The method for combined results can be changed via multi_logic_global. For instance, pow(dfPvalsMulti, multi_logic_global = 'all') lowers both global combined T1ER and power, because each evaluation is based on all (here: both) tests being significant to count the set of analysis (two t-tests) as a significant finding.

Sequential design

In case of a sequential design, the stopping logic is in principle similar to the calculation of combined T1ER and power, although the default here is all: data collection is stopped only when all included tests have significant results (i.e., p value below the given local alpha).

pow(dfPvalsMulti, alpha_locals = NA)

#> # POSSA pow() results #
#> N(average-total) = 160.4 (if H0 true) or 108.1 (if H1 true)
#> (p_myTestA) Type I error: .03773; Power: .89769
#> Local alphas: (1) .02444; (2) .02444; (3) .02444
#> Likelihoods of significance if H0 true: (1) .01100; (2) .00802; (3) .01871
#> Likelihoods of significance if H1 true: (1) .33047; (2) .33673; (3) .23049
#> (p_myTestB) Type I error: .03767; Power: .89896
#> Local alphas: (1) .02444; (2) .02444; (3) .02444
#> Likelihoods of significance if H0 true: (1) .01100; (2) .00802; (3) .01864
#> Likelihoods of significance if H1 true: (1) .33047; (2) .33673; (3) .23176
#> Global ("combined significance") type I error: .05000 (included: p_myTestA, p_myTestB; power for reaching the "combined significance": .93847)
#> Likelihoods of stopping for (combined) significance if H0 true: (1) .01100; (2) .00802; (3) .03098
#> Likelihoods of stopping for (combined) significance if H1 true: (1) .33047; (2) .33673; (3) .27127

The stopping logic can be modified via multi_logic_a. E.g., setting multi_logic_a = 'any' means that collection is stopped whenever any of the included tests are significant; hence stopping is more likely, the average expected observation number will decrease, and the global combined T1ER and/or power will increase (see pow(dfPvalsMulti, alpha_locals = NA, multi_logic_a = 'any') – here, the combined T1ER remains .05 because of the default adjustment procedure).

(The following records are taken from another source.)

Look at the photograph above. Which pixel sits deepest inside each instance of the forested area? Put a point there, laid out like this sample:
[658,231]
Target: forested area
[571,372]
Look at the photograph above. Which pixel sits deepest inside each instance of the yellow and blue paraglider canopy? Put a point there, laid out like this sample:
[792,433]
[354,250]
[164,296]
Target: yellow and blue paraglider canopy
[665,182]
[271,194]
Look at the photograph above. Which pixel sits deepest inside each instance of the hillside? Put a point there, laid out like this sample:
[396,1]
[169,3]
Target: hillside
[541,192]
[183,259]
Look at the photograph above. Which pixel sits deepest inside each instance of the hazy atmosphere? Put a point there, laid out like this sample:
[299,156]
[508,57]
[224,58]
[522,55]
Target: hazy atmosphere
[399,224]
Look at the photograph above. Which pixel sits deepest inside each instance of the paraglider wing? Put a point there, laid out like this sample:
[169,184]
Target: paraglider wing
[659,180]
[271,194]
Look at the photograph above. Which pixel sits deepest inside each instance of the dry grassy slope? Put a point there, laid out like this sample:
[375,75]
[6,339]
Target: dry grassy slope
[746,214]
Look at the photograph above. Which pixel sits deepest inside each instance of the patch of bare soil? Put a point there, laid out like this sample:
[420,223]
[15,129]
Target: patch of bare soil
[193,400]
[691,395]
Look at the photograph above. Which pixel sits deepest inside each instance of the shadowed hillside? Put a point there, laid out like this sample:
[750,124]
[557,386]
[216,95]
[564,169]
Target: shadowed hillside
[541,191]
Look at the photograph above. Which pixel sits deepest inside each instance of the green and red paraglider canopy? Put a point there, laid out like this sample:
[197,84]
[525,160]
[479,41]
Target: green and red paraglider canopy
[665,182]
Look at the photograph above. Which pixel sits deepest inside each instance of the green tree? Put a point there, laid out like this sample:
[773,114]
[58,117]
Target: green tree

Specifying local alphas per each test

So far, alpha_locals were assigned a single value (or single vector) that was then applied for each test, which were detected automatically. However, using a named list, one could also assign a separate vector to each test – more specifically, to each p value, via their root name (without the _h0/_h1 endings). Here, for instance, the p_myTestB_h0/p_myTestB_h1 can be assigned local alphas as p_myTestB = c(.01,.02,.04); see an example below with different local alphas for p_myTestA and p_myTestB.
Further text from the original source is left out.